While Kiwi fans in San Francisco seemed to outnumber Oracle supporters through much of the regatta, the big crowds on the final days were distinctly pro-U.S. as local fans cheered the Oracle comeback.

“Watching the comeback and seeing all these new boats, it’s just so exciting,” said Chris Barnsdale, 36, a Santa Rosa contractor who has never set foot aboard a sailboat and had never watched a race until last week. He drove an hour to see Wednesday’s showdown.

“When it’s a do-or-die situation, we just said we’ve gotta go watch that final race,” he said.
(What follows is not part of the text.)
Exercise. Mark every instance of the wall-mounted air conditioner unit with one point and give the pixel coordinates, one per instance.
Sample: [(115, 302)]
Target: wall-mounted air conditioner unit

The TV coverage also proved to be a highlight of the event, with three helicopters, two speedboats and cameras aboard the catamarans bringing the action home, augmented by state-of-the-art graphics that made it possible to follow the complex match-racing tactics.

The enthusiasm was a marked turnaround for the summer-long series of America’s Cup events, which until a few weeks ago looked like a monumental bust. A British Olympic champion sailing for the Swedish team was killed in a training accident in May, calling the safety of the boats into question and forcing contentious rule changes.

New Zealand completely dominated the Louis Vuitton challenger series, which featured only three competitors and saw some “races” with only one boat charging around the course. A cheating scandal erupted, with Oracle ultimately being docked two races and losing a key crew member as punishment for illegal boat modifications in a preliminary series.

And Oracle had to recover from a capsize last year in which its boat was dragged out to sea and all but destroyed – an event Spithill cited Wednesday as a devastating moment but one that ultimately helped pull the team together.

In San Francisco, meanwhile, many locals bristled at city support for what has often been derided as a rich man’s yacht race.

On Wednesday, though, California Lt. Governor Gavin Newsom, who negotiated to bring the Cup to San Francisco when he was mayor of the city, was also declaring victory. He lauded Ellison’s vision, and said in a statement that the economic benefits for the city would be “well north” of the $480 million in economic activity generated by the most recent Super Bowl.

Ellison was non-committal as to whether he would hold the event in San Francisco next time. “Personally, I’d love to come back to San Francisco,” he said, but suggested that extensive discussions with city officials lay ahead.

Oracle had plenty of advantages coming into the regatta. It was on its home turf, and had enough money to hire top sailors and build two equally matched boats to train against one another. The team was distinctly international, with New Zealander Russell Coutts, who led the Kiwis to Cup victory in 1995 and 2000, serving as CEO and the Australian Spithill as the skipper.

When only three challengers proved willing to take on the cost and complexity of the 72-foot carbon fiber yachts, Oracle’s chances looked even better – though it faced criticism that the dearth of competitors had diminished interest in the event and made it a bad financial deal for San Francisco.

But the Kiwis, led by a 56-year-old managing director, Grant Dalton, who doubled as a workhorse on-board “grinder” during races, proved ingenious in developing their boat, particularly in pioneering the use of hydrofoils that lift both hulls almost entirely of the water to reduce drag.

Barker steered nearly flawless races through most of the competition as New Zealand first crushed the Italian team, Luna Rossa, in the challenger series, and then dominated Oracle in the early races of the Cup finals.

But now the America’s Cup, with its rich history of dueling tycoons, gamesmanship and cutting-edge boat technology, appears firmly headed in the innovative direction Ellison envisioned.

Dalton, a fierce critic of the AC72s, said he still considered the boats too expensive for robust competition in the future, though he lauded the San Francisco venue.

Ellison said one unnamed team had already stepped up as a challenger for the next Cup. Dalton wouldn’t say whether he would be back. But Ellison said: “An America’s Cup without a New Zealand, it’s just impossible to conceive of that.”